How do you automate a new hire welcome kit program?
Design and stock the kit, bundle it into a pre-made package, then build a redeem campaign that generates a self-serve link. The new hire picks a size, confirms an address, and the kit ships automatically. Paste the link into your HRIS welcome email and it runs hands-free.
How does the kit reach a remote employee's front door?
The redeem link lets the recipient enter their own confirmed address, and a stocked, managed program ships to it directly. For international hires it ships Delivered At Place with duties pre-financed, so the kit arrives without the new hire being asked to pay anything.
When should the welcome kit be sent?
Inside a two-week window around the start date. Pre-boarding is nice, day one or two is ideal for office hires, and slightly later is fine for remote hires as long as they know it is coming.
At what point should we outsource welcome kits?
Around ten kits or ten hires a month. At that point the manual work of remembering, collecting sizes and addresses, packing and shipping stops being worth a team's time, and outsourcing is cheaper because shipping rates improve at scale while the product price stays the same.
How much does a welcome kit program cost?

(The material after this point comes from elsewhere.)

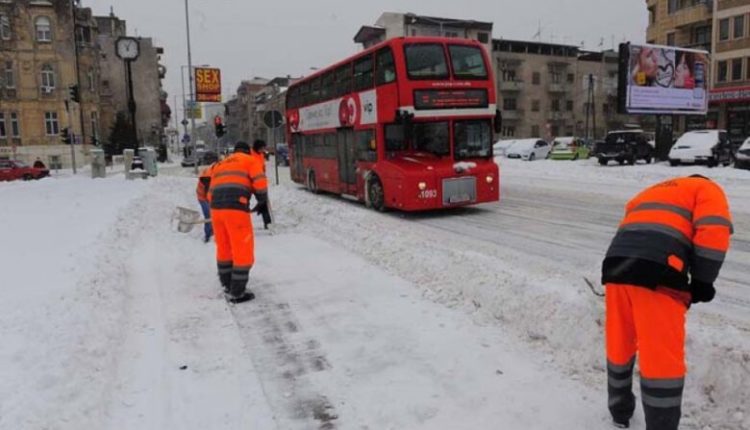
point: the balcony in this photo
(510, 86)
(558, 88)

Around €50 to €100 per box. At 100 hires that is only €5,000 to €10,000, small next to a salary or recruitment fee. Higher volume lowers the unit cost, and reusing kit items for events helps too.
What should we measure?
Claim rate, time to delivery, social shares, cost per head and consistency. Consistency matters most: everyone should get the same kit, because a missing welcome kit can feel more sensitive than a payslip error.